DIFERENTES OLHARES SOBRE OS OBJECTOS CIENTÍFICOS
Artista: Patrícia Noronha

Entidade de acolhimento: ITQB
Residência: 3 meses (Set.-Dez.07)


SINOPSE
Este projecto, através da produção de objectos – metáforas científicas – e do seu acompanhamento fotográfico, teve como objectivo principal conduzir a uma reflexão acerca da prática experimental da ciência e da arte, uma vez que se usou uma instituição de investigação científica como espaço de experimentação artística.


A artista, depois do seu doutoramento em Biologia Molecular no ITQB, passou do papel de investigadora científica para o de artista residente, com esta nova experiência, passando a trabalhar numa instituição de investigação científica, com todos os seus materiais, sem a intenção de produzir ciência.

Após o primeiro impacto, a artista sentiu um estímulo criativo extremamente importante nesta passagem da prática científica à prática artística. No fundo, ambos os tipos de experimentação tiveram o mesmo motor: prazer da descoberta, implementação de algo novo, ver o que não se tinha visto ainda ou voltar a ver, mas numa diferente perspectiva. A ciência e a arte têm isso em comum, são actividades criativas em que existe uma continuidade entre o passado, o presente e o futuro, e a utilização de novas técnicas ou abordagens apresenta-se como um constante desafio, que pode resultar sempre em algo novo.

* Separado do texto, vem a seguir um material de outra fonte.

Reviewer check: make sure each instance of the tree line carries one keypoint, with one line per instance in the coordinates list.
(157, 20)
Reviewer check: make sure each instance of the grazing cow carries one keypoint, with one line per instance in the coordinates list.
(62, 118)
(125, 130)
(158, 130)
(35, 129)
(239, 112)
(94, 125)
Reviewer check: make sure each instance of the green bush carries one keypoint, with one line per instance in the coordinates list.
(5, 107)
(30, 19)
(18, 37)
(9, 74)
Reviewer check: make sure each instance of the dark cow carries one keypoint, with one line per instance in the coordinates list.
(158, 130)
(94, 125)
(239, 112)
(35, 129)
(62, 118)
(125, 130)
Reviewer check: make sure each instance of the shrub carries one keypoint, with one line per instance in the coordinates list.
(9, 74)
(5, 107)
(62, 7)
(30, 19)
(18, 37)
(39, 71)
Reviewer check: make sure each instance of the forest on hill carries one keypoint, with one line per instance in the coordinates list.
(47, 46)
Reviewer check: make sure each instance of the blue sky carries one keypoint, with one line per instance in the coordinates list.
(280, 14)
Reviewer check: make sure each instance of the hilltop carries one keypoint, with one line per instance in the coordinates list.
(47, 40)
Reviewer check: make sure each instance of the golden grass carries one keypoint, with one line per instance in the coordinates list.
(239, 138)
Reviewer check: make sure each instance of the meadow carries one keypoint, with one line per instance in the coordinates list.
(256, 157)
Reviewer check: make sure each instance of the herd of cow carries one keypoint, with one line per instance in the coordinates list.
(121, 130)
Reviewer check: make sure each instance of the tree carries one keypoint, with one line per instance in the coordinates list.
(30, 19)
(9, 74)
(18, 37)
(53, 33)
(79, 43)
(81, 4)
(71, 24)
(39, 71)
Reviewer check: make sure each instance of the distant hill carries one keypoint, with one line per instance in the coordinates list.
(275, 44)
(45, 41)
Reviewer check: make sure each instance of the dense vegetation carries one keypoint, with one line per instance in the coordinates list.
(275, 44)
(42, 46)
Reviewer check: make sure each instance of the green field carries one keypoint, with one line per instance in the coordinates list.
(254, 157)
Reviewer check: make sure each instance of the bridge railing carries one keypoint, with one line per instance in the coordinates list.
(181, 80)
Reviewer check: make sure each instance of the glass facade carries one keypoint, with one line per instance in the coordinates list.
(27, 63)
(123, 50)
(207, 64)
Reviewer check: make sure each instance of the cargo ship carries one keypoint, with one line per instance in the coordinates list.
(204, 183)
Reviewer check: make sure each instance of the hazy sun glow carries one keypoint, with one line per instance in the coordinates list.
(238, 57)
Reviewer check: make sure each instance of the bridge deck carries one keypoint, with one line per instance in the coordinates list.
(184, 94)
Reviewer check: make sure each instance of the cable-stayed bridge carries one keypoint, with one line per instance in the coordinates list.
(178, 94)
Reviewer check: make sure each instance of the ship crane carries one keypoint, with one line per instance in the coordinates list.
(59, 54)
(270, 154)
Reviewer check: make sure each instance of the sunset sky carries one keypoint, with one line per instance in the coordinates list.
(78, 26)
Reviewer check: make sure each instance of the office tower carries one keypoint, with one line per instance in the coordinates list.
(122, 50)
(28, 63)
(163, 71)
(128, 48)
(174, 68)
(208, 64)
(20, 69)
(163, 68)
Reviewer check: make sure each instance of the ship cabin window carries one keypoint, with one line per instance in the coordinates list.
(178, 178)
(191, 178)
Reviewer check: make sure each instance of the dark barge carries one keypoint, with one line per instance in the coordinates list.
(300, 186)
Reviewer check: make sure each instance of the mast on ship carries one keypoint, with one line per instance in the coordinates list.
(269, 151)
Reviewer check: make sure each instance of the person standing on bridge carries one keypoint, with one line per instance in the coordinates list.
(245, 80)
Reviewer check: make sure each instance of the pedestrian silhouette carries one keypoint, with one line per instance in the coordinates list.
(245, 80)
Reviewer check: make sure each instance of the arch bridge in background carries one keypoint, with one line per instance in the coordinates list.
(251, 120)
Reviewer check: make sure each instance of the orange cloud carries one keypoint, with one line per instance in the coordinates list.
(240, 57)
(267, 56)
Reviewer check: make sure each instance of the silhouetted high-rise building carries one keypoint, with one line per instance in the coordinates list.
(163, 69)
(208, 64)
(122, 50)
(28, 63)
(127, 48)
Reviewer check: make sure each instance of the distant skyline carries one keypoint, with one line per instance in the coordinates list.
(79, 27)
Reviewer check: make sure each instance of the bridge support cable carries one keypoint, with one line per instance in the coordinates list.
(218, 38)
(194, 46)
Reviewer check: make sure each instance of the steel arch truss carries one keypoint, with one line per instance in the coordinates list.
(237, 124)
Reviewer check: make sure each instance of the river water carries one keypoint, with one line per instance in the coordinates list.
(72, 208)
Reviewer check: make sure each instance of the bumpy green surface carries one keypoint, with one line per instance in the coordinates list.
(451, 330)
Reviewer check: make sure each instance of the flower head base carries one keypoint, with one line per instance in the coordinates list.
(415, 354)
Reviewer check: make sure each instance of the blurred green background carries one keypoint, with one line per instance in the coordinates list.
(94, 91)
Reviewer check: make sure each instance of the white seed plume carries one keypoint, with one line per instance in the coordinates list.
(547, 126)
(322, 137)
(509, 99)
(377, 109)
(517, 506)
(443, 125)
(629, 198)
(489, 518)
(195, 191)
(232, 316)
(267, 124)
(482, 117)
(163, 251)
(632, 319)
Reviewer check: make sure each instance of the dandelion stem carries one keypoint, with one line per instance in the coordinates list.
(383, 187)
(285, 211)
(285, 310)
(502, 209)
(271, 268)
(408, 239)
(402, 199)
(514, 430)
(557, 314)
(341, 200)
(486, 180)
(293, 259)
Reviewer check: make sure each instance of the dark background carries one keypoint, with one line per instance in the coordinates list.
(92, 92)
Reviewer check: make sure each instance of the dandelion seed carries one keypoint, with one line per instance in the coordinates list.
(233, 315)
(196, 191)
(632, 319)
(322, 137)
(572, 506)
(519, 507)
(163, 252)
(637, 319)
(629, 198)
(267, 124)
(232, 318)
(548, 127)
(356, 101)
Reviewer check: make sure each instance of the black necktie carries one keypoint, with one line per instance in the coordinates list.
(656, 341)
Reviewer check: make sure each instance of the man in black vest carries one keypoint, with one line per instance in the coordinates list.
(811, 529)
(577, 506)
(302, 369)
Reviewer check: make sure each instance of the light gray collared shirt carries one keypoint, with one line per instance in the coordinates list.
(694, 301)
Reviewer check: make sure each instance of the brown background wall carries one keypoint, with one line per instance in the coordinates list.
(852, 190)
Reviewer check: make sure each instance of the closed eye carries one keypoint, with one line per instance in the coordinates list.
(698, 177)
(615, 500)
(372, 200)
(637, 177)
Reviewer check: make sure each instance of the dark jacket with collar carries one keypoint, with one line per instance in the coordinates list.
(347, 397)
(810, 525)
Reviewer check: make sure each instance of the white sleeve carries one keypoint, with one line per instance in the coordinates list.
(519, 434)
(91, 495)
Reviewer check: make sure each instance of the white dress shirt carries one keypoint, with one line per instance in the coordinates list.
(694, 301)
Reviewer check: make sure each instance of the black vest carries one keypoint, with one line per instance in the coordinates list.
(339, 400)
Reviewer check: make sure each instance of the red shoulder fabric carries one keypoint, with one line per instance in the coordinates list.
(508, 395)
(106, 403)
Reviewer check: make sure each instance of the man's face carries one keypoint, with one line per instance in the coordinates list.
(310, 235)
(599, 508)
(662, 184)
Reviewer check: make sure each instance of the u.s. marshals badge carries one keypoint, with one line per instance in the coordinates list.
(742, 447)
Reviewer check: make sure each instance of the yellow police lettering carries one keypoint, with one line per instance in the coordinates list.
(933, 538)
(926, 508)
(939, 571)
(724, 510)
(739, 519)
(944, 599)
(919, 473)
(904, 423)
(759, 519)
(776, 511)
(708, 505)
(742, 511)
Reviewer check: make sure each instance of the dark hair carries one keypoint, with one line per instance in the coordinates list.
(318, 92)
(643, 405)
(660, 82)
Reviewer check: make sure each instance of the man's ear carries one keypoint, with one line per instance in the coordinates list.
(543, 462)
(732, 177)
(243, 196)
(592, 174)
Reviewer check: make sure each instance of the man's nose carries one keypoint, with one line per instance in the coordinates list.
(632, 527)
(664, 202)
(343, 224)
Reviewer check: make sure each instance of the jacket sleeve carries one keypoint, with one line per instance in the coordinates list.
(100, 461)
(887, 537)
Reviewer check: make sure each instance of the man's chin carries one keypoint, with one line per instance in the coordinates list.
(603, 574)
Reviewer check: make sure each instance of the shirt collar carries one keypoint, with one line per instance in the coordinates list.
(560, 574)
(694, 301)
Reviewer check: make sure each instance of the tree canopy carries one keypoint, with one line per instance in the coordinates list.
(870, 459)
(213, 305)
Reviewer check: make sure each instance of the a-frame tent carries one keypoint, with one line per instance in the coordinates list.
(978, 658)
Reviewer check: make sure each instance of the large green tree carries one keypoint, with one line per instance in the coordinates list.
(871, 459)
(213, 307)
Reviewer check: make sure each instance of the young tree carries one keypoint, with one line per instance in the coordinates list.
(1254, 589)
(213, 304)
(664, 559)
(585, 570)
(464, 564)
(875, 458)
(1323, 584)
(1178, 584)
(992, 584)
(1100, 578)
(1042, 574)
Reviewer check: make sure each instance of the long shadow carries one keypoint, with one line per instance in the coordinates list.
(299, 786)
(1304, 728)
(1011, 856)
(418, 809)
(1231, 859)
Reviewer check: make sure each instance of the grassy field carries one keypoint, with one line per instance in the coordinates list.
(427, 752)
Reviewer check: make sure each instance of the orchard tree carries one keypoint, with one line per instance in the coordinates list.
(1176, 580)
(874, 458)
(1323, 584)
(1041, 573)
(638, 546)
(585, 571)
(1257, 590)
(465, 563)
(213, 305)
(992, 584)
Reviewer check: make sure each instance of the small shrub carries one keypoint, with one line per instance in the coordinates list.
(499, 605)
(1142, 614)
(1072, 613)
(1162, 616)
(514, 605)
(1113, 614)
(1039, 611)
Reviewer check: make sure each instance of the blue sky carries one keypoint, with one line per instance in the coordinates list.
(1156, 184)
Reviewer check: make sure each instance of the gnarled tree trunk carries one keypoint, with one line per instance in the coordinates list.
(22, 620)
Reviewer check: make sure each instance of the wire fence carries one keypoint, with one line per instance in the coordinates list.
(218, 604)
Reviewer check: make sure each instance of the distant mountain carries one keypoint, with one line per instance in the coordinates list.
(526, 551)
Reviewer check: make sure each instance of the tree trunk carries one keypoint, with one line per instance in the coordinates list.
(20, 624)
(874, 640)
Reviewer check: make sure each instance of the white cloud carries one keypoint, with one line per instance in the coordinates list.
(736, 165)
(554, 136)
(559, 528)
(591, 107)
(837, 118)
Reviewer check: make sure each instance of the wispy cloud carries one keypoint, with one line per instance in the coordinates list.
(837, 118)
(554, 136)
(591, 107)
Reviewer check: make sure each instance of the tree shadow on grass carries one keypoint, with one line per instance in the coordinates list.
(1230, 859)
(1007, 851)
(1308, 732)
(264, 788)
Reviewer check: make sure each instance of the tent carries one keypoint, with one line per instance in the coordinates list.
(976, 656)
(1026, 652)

Passada a primeira fase de adaptação, foi montado um estúdio/laboratório numa hote (equipamento utilizado para trabalhar com produtos tóxicos). Concluiu-se que a câmara de fluxo laminar não protege o suficiente para trabalhar com resina de poliester. Este tipo de equipamento é mais apropriado para o trabalho em condições de assepsia. Como proposto no projecto, foram construídos uma série de objectos em vidro e resina de poliéster, tendo-se ainda usado diversos tipos de tintas. Utilizaram-se materiais e instrumentos laboratoriais, não usuais na prática artística, para fabricar todas as peças (exemplos: placas de petri de vidro, placas de petri de acrílico, erlenmeyers, provetas graduadas, copos de precipitação, eppendorfs). O trabalho foi acompanhado pela realização de fotografias digitais (Canon Power Shot G3) tendo sido estudado previamente quais os melhores locais para fotografar. As imagens captadas ao longo do projecto funcionaram como um segundo olhar. A fotógrafa, Alexandra Ceregeiro, trabalhou com uma câmara de fluxo laminar, de superfície e fundo branco.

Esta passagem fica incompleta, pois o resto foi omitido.